A ideia era que o triunvirato permanecesse no poder até que Pedro II se tornasse maior de idade. Mas o que se viu foi uma grave instabilidade que colocava em risco até mesmo a unidade territorial do país. De um lado, os cofres públicos enfrentavam escassez. De outro, revoltas pipocavam de norte a sul, geralmente insufladas por oligarquias regionais que queriam autonomia.

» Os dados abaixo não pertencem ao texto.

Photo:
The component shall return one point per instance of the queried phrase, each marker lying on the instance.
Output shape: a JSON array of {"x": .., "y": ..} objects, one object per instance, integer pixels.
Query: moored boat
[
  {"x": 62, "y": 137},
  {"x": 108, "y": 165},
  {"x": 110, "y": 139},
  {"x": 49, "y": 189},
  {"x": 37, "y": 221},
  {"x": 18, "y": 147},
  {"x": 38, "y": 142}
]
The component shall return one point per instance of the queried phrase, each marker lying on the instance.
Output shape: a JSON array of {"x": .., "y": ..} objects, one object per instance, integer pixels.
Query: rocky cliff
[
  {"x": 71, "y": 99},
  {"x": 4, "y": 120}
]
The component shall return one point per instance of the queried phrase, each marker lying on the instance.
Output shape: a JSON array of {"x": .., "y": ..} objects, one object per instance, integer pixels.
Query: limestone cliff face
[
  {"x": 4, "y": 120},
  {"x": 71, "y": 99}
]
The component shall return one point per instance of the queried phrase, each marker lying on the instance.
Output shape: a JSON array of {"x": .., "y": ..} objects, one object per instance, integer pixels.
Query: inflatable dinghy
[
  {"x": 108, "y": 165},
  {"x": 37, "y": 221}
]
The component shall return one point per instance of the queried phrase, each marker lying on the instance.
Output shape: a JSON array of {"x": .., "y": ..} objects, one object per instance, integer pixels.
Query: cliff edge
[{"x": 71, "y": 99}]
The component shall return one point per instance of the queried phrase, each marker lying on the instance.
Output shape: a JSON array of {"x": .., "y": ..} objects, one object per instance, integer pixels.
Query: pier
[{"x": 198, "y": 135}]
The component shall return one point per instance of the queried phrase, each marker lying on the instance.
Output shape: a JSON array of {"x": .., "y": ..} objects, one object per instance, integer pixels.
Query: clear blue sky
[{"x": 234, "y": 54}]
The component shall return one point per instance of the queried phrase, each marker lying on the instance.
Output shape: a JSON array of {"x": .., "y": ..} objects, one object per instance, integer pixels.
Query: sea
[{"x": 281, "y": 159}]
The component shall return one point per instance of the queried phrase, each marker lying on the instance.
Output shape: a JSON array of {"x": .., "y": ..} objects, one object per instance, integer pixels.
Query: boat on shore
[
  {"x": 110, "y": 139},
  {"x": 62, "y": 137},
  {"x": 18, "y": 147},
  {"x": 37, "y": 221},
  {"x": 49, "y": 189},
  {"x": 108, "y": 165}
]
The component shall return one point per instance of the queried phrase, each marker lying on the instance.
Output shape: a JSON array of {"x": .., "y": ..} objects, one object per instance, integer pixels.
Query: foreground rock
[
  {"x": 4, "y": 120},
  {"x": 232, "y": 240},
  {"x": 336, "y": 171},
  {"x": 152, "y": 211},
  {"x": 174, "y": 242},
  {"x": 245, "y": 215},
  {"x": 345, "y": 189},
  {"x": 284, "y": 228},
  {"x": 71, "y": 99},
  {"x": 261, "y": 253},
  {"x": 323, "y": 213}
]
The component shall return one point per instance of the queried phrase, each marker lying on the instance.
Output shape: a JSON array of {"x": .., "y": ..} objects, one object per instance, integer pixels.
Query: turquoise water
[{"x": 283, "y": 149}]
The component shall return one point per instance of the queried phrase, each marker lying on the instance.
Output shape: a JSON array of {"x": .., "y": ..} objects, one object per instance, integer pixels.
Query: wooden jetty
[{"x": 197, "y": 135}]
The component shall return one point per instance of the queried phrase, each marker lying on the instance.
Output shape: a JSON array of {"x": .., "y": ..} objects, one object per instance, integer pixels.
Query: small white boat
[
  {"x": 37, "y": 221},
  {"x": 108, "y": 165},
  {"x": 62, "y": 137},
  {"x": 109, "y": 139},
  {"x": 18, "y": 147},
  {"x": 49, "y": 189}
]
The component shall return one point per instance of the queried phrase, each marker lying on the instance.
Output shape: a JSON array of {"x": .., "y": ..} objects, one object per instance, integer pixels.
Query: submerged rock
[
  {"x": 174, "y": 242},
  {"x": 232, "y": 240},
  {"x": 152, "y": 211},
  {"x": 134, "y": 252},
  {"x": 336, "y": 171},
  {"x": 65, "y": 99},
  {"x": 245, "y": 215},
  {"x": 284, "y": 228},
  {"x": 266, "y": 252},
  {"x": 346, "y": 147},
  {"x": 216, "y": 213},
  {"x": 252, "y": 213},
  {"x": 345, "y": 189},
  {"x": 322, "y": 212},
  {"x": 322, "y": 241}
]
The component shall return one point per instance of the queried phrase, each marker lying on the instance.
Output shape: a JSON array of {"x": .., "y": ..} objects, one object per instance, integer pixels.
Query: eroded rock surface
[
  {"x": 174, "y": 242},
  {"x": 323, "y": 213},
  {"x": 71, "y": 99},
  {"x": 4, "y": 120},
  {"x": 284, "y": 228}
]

"A questão central é que a abdicação, a eleição e o governo da regência permanente eram resultados de conflitos sociais e políticos que vinham desde a Independência e antagonizavam diferentes grupos de poder, especialmente os setores mais poderosos, associados ao tráfico de escravizados, ao açúcar e ao café, que haviam apoiado o governo de Pedro I, e os setores que, desde 1808, tinham aproveitado as condições abertas com a presença da corte portuguesa, com a abertura comercial e a inserção internacional da produção brasileira para incrementar seus negócios que estavam vinculados, em grande parte, ao mercado interno", contextualiza à BBC News Brasil a a historiadora Cecilia Helena de Salles Oliveira, professora na Universidade de São Paulo (USP) e autora do livro Ideias em Confronto − Embates pelo Poder na Independência do Brasil.

"As iniciativas governamentais mais expressivas do momento […] indicavam a elevação da temperatura política e social dos conflitos e da disputa pelo controle e a condução do Estado e das instâncias de governo nacional, provincial e local", comenta Martinez.

Nesse contexto o padre Diogo Feijó foi apresentado como um nome de pulso firme que poderia ajudar a controlar os ânimos. A regência o nomeou Ministro da Justiça. Sua passagem pela pasta foi marcada por rigor e eficiência. Mas sua tendência liberal e, em alguns momentos, flertando com o abolicionismo, fez com que ele não tivesse apoio dos aristocratas que eram a maior parte dos deputados.

Em julho de 1832, logo após completar um ano no cargo, Feijó apresentou carta de renúncia. Era mais um ingrediente para tumultuar o ambiente político.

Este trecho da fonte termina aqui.